Horace sheathed his sword, finally sure that there was no further threat from the knight. For his part, the vanquished warrior peered owlishly at Halt and at the figure towering over them both on horseback. His eyes still wouldn’t focus.
“We shell continue the cermbet ern foot,” he declared shakily. Halt slapped him heartily on the back, setting his eyes spinning once more.
“The hell you will. You’re beaten, my friend. Toppled fair and square. Sir Horace, knight of the Order de la Feuille du Chêne, has agreed to spare your life.”
“Oh…thenk you,” said the unsteady one, making a vague, saluting gesture in Horace’s direction.
“However,” Halt went on, allowing a grim tone of amusement to creep into his voice, “under the rules of chivalry, your arms, armor, horse and other belongings are forfeit to Sir Horace.”
“They are?” Horace asked, a little incredulously.
Halt nodded.
“They are.”
The knight
tried once more to stand but, as before, Halt held him down.
“But, sirrah…,” he protested weakly. “My erms and ermor? Surely not?”

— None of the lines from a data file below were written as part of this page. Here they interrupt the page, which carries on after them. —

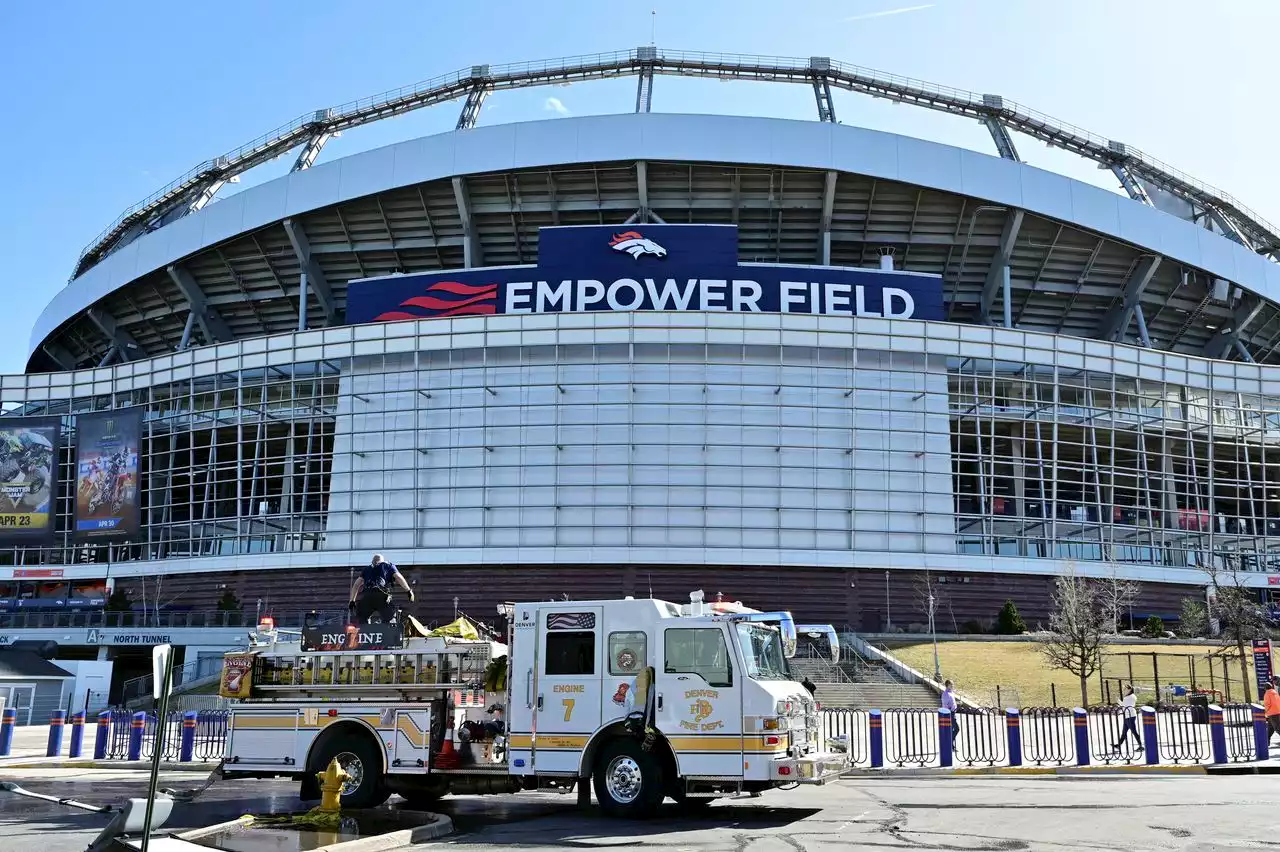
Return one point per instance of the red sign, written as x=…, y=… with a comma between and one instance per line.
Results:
x=36, y=573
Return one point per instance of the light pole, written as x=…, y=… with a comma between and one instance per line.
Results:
x=888, y=613
x=937, y=667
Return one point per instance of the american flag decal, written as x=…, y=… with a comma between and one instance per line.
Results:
x=571, y=622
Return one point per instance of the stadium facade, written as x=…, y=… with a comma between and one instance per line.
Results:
x=1095, y=386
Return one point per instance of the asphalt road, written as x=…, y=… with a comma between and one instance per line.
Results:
x=1194, y=812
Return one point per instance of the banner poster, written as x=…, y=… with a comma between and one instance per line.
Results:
x=28, y=479
x=106, y=473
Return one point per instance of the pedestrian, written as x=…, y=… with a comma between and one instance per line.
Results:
x=949, y=702
x=1129, y=709
x=1271, y=708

“Surely so,” Halt replied. The other man’s face, already shaken and pale, now looked even paler as he realized the full import of what the gray-cloaked stranger was saying.
“Halt,” Horace interrupted, “won’t he be a little helpless without his weapons—and his horse?”
“Yes, he certainly will,” was the satisfied reply. “Which will make it a great deal harder for him to prey on innocent travelers who want to cross this bridge.”
Realization dawned on Horace. “Oh,” he said thoughtfully. “I see.”
“Exactly,” Halt said, looking meaningfully at him. “You’ve done a good day’s work here, Horace. Mind you,” he added, “it took you barely two minutes to do it. But you’ll keep this predator out of business and make the road a little bit safer for the locals. And of course, we will now have a quite expensive suit of chain mail, a sword, a shield and a pretty good-looking horse to sell in the next village we come to.”
“You’re sure that’s in the rules?” Horace asked, and Halt smiled broadly at him.
“Oh yes. It’s all fair and aboveboard. He knew it. He simply should have looked more carefully when he challenged us. Now, my beauty,” he said to the crestfallen knight sitting at his feet, “let’s have that mail shirt off you.”
Grudgingly, the dazed knight began to comply. Halt beamed at his young companion.
“I’m starting to enjoy Gallica a lot more than I expected,” he said.
17
TWO DAYS LATER, WOLFWIND LEFT SKORGHIJL HARBOR AND turned northeast for Skandia. Slagor and his men remained behind, facing the task of making temporary repairs to their ship, before limping back to their home port. The ship was too badly damaged to continue west for the raiding season. Slagor’s decision to leave port early was proving to be a costly one.